# Introduction¶

ML.net is a machine learning library implemented in C# by Microsoft. This projet aims at showing how to extend it with custom tranforms or learners. It implements standard abstraction in C# such as dataframes and pipeline following the scikit-learn API. ML.net implements two API. The first one structured as a streaming API merges every experiment in a single sequence of transform and learners possibly handling one out-of-memory dataset. The second API is built on the top of the first one and proposes an easier way to build pipeline with multiple datasets.

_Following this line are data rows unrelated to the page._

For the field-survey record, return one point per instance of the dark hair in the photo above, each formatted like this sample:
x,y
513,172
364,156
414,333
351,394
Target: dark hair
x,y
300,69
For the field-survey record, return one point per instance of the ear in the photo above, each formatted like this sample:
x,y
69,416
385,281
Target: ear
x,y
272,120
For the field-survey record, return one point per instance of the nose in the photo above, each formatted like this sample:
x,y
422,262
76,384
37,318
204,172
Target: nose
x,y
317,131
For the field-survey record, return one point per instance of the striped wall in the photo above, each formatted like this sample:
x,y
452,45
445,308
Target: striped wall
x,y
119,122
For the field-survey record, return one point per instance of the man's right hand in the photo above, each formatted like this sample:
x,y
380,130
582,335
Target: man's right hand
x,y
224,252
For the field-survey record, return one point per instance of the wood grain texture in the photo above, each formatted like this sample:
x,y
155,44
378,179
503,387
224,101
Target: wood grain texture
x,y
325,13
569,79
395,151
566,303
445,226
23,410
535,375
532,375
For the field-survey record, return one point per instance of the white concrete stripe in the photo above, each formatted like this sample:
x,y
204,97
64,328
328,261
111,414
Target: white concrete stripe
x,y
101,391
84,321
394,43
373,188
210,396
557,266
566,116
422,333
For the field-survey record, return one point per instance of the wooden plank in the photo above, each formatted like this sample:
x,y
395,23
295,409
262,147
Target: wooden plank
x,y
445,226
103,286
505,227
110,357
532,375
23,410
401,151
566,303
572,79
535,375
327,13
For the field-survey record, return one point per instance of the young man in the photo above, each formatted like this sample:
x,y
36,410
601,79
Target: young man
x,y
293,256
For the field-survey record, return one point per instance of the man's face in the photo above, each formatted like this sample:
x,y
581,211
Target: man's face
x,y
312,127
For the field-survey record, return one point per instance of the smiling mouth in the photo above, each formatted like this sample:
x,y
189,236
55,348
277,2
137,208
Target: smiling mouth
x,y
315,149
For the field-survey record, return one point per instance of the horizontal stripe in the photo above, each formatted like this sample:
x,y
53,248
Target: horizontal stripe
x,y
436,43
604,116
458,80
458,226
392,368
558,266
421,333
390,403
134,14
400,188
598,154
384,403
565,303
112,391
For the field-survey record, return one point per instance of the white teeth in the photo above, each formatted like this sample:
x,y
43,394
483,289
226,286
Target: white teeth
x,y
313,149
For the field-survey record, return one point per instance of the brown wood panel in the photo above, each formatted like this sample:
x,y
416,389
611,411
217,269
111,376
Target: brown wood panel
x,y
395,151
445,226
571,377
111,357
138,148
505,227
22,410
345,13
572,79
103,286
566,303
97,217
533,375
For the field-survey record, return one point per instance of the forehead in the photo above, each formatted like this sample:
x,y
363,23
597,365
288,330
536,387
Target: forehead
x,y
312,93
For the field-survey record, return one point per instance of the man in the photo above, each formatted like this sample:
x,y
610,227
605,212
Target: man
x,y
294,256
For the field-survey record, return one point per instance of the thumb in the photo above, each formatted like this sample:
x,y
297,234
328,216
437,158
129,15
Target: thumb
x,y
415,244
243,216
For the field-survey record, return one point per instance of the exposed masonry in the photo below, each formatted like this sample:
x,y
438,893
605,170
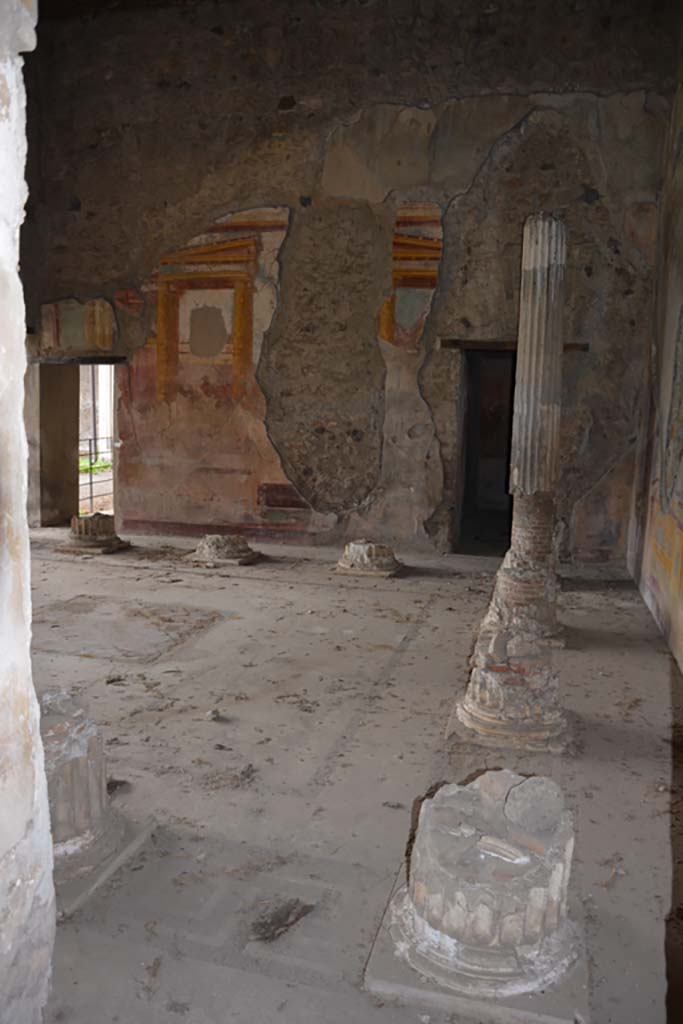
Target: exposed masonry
x,y
512,696
485,909
359,426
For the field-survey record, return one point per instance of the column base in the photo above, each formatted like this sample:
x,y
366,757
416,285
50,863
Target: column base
x,y
486,729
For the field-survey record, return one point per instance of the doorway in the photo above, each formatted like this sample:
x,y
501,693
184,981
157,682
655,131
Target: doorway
x,y
486,503
95,438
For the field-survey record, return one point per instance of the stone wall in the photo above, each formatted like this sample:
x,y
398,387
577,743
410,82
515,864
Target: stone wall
x,y
656,535
156,122
27,899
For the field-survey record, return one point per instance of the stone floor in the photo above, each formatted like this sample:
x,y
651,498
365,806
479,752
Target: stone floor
x,y
332,694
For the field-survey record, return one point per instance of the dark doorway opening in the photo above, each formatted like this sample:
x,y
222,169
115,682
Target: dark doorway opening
x,y
486,503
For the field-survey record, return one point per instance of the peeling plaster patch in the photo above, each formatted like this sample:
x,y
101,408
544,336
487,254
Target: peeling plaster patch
x,y
411,477
203,456
74,328
321,369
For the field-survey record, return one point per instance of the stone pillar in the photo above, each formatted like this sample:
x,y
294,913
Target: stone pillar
x,y
512,697
27,897
76,773
484,911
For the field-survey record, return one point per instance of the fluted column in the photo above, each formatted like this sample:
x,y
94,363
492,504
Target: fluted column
x,y
512,696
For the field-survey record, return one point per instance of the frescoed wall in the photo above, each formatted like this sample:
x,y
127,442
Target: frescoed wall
x,y
355,403
656,550
194,451
410,480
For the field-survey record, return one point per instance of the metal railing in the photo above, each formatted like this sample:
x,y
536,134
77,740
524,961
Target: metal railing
x,y
95,474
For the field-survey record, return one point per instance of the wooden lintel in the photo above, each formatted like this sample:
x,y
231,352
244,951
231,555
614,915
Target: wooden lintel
x,y
502,345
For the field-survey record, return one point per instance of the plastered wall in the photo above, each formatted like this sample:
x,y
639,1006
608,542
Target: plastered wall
x,y
656,542
27,898
340,113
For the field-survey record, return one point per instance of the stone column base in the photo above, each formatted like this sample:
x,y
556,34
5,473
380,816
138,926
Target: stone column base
x,y
473,725
477,972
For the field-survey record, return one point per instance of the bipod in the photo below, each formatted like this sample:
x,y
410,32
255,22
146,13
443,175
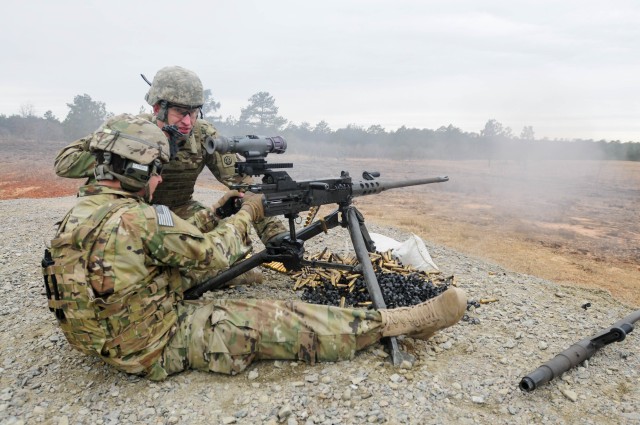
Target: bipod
x,y
363,244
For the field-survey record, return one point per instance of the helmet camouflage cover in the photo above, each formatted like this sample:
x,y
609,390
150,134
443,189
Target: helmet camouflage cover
x,y
133,138
176,85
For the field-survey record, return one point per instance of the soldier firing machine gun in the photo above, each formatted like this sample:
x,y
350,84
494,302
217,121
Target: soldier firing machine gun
x,y
284,196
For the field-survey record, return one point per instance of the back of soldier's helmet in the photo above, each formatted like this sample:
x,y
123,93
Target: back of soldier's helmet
x,y
129,149
177,86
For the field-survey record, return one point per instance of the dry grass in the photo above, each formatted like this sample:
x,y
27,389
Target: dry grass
x,y
574,222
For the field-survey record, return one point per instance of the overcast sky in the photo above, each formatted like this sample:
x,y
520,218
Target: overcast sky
x,y
568,68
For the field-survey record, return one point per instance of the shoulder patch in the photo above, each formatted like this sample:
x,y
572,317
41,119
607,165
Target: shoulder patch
x,y
164,215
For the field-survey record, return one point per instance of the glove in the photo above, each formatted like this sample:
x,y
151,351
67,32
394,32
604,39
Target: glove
x,y
252,204
228,204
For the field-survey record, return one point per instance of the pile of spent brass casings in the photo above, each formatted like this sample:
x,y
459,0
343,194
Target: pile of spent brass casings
x,y
345,281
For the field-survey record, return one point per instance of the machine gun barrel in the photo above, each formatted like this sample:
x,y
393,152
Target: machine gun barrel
x,y
578,352
371,187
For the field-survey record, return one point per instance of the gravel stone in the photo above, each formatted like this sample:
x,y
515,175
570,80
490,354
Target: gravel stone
x,y
466,374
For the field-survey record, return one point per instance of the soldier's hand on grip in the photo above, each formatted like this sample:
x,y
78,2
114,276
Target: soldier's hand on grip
x,y
228,204
252,204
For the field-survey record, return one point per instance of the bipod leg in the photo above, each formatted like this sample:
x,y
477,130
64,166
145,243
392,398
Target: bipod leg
x,y
356,227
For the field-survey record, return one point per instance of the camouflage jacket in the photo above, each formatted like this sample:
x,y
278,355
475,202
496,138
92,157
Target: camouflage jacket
x,y
179,176
118,264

This second API is also used by wrapper to other language such as NimbusML. Let’s see first how this library can be used without any addition.

## Command line¶

ML.net proposes some sort of simple language to define a simple machine learning pipeline. We use it on Iris data to train a logistic regression.

Label	Sepal_length	Sepal_width	Petal_length	Petal_width
0	3.5	1.4	0.2	5.1
0	3.0	1.4	0.2	4.9
0	3.2	1.3	0.2	4.7
0	3.1	1.5	0.2	4.6
0	3.6	1.4	0.2	5.0


The pipeline is simply define by a logistic regression named mlr for MultiLogisticRegression. Options are defined inside {...}. The parameter data= specifies the data file, loader= specifies the format and column names.

<<<

train
data = iris.txt
loader = text{col = Label: R4: 0 col = Features: R4: 1 - 4 header = +}
tr = mlr{maxiter = 5}
out = logistic_regression.zip


The documentation of every component is available through the command line. An exemple for Multi-class Logistic Regression:

<<<

? mlr


>>>

    Help for MultiClassClassifierTrainer, Trainer: 'MultiClassLogisticRegression'
Aliases: MulticlassLogisticRegressionPredictorNew, mlr, multilr
showTrainingStats=[+|-]             Show statistics of training examples.
Default value:'-' (short form stat)
l2Weight=<float>                    L2 regularization weight Default value:'1'
(short form l2)
l1Weight=<float>                    L1 regularization weight Default value:'1'
(short form l1)
optTol=<float>                      Tolerance parameter for optimization
convergence. Lower = slower, more accurate
Default value:'1E-07' (short form ot)
memorySize=<int>                    Memory size for L-BFGS. Lower=faster, less
accurate Default value:'20' (short form m)
maxIterations=<int>                 Maximum iterations. Default
value:'2147483647' (short form maxiter)
sgdInitializationTolerance=<float>  Run SGD to initialize LR weights,
converging to this tolerance Default
value:'0' (short form sgd)
quiet=[+|-]                         If set to true, produce no output during
training. Default value:'-' (short form q)
initWtsDiameter=<float>             Init weights diameter Default value:'0'
(short form initwts)